We have been investigating reports of a certain non-virtual texture not streaming in as expected, with the texture maintaining the minimum amount of mips loaded as the camera approached the mesh using it, with all mips suddenly being streamed in when the camera was enclosed in the mesh’s bounding box. The problem was noticeable in packaged builds.
The material referencing this texture was translucent. We then noticed that if we made it opaque the texture would stream in normally. Comparing the texture streaming data in packaged builds we found that the sampling scale (FMaterialTextureInfo::SamplingScale) was very different in each case. The material was just using UV0 as is to sample the texture so it was unexpected that having a different Blend Mode would affect the generated sampling scales.
We opted to take PIX captures of the texture scales generation, comparing the results of the translucent material against the opaque one. When analysing the captures we found that blending was enabled when rendering the translucent material, so despite the fact that the pixel shader calculated the same data for each texture of the material, the results stored in the render target (which are then processed on the CPU to generate the sampling scale) were different.

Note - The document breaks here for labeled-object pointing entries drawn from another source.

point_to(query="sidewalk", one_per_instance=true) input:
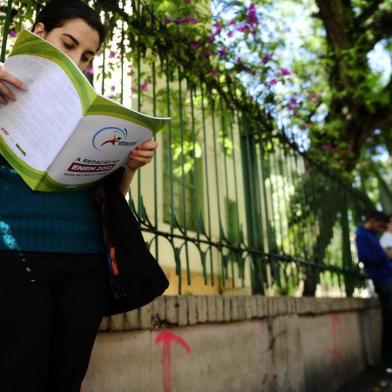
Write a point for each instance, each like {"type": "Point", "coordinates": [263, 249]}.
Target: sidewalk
{"type": "Point", "coordinates": [372, 380]}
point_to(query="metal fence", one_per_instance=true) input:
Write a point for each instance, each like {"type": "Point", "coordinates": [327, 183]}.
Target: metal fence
{"type": "Point", "coordinates": [242, 211]}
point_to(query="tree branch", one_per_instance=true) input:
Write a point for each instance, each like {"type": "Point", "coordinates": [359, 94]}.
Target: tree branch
{"type": "Point", "coordinates": [337, 17]}
{"type": "Point", "coordinates": [378, 28]}
{"type": "Point", "coordinates": [368, 12]}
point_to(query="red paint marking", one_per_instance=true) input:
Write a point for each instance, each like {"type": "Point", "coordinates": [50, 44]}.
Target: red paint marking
{"type": "Point", "coordinates": [168, 338]}
{"type": "Point", "coordinates": [336, 324]}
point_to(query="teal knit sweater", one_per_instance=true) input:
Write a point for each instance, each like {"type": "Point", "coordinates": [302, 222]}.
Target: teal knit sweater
{"type": "Point", "coordinates": [46, 222]}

Having this in mind we started investigating the relevant rendering paths and found that FDebugViewModeInterface::SetDrawRenderState() was overriding the depth stencil state for DVSM_OutputMaterialTextureScales but enabled blending based on the input blend mode (taken from the relevant material).
We then made the following change in said function:
else if (DebugViewMode == DVSM_OutputMaterialTextureScales)
{
// BEGIN CHANGE
DrawRenderState.BlendState = TStaticBlendState<>::GetRHI();
// END CHANGE
DrawRenderState.DepthStencilState = TStaticDepthStencilState<false, CF_Always>::GetRHI();
}
And repeated our tests - this resulted in the same sampling scales being generated for the translucent and opaque versions of the material, with the texture streaming in normally at runtime in both cases.
We have checked the history of DebugViewModeInterface.cpp in Perforce - it would appear the exact change shown above was part of this file up to revision 12, with CL 45836355 having removed it. The description does not seem to indicate that the deletion of this line was part of the intent of the change (“Fix validation errors on Metal with RT1 in DebugViewModePixelShader. Previously, RT 1 could have a missing or incorrect RT bound in viewmodes that do not use DebugAux. To prevent this, a dummy texture is bound by default.”), so our thinking is that this was an unintended deletion that has led to an engine bug.
We are happy with our change and don’t foresee any problems with it but would be glad to hear your thoughts on the case.